Are the Ad Algorithms Actually Dumb As S**t?

Christmas: The Masquerade

One of the classic signs of paranoia is overestimating the capabilities of one’s perceived enemies. It might be that I can relate to that. This is because just days ago, I likened the ad algorithms to Psycho Mantis from Metal Gear Solid in their ability to simulate mind-reading to serve you ads targeted specifically to you.

While I do believe that targeted ads are a thing, and that they can get pretty eerie, it might be that attributing a targeted ad about frozen burritos after considering them at a supermarket to something besides another empty coincidence is giving the algorithms too much credit.

I suspect as much because the algorithms, in spite of knowing what kind of car we like better than we do, still haven’t figured out that I don’t celebrate Christmas, and they have continued to send Christmas ads to me, not aware that the products and services depicted run the risk of a boycott, rather than a purchase.

I understand that for a Christian to not celebrate Christmas is something of an infrequent occurrence, but we’re not unheard of. But considering that the intersectional busybodies trip over themselves to make sure that minority groups don’t get offended, it’s hard to imagine that Jews or Muslims put up with Christmas ads nearly as much.

As an aside, I think we can take a moment to appreciate that a culture’s observances are a reflection of their values. For example, Jews observe Yom Kippur (lit. Day of Atonement). Reconciliation is so important to the Jewish that they’ll fast for about 24 hours as part of the observance. Muslims observe a Stoning of Satan as part of the Hajj Pilgrimage, which is an outward sign of their pro-active approach against wickedness.

What’s the message of Christmas? After decades of commercial conditioning, the message has been reduced to “buy stuff”. Christmas has become so devoid of spiritual significance that even atheists observe it without qualm.

I may have been greatly overestimating the algorithms if I had the expectation that it could determine that I do not participate in commercialized pagan mysticism.

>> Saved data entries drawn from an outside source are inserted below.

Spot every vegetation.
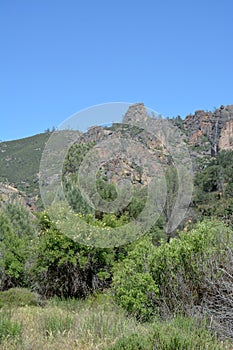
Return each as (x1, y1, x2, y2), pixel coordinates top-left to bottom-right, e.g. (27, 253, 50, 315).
(0, 201, 36, 289)
(0, 311, 22, 345)
(0, 199, 232, 347)
(0, 288, 42, 308)
(106, 316, 227, 350)
(113, 221, 232, 321)
(0, 294, 231, 350)
(193, 150, 233, 227)
(0, 133, 50, 197)
(1, 130, 233, 348)
(32, 212, 118, 298)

But it’s also possible that the algorithms were aware of this, but I was served the ads anyway because the algorithms themselves were cultivated by a group of marketers that can’t be expected to identify with people who are actually sincere about their convictions.

If you’re going to observe Saturnalia, then call it Saturnalia and stop kidding yourselves about it, because you can’t put someone back into something that they were never a part of. If your observance is being commercialized and you do nothing to resist that, the expected outcome is that your bank account gets emptied year after year as you struggle to prove how religious you are.

Those of us who have found the joy of non-participation would appreciate it if the commercialists stopped trying so hard to get us to go along with something we know better than to do.

”The superior man understands what is right; the inferior man understands what will sell.”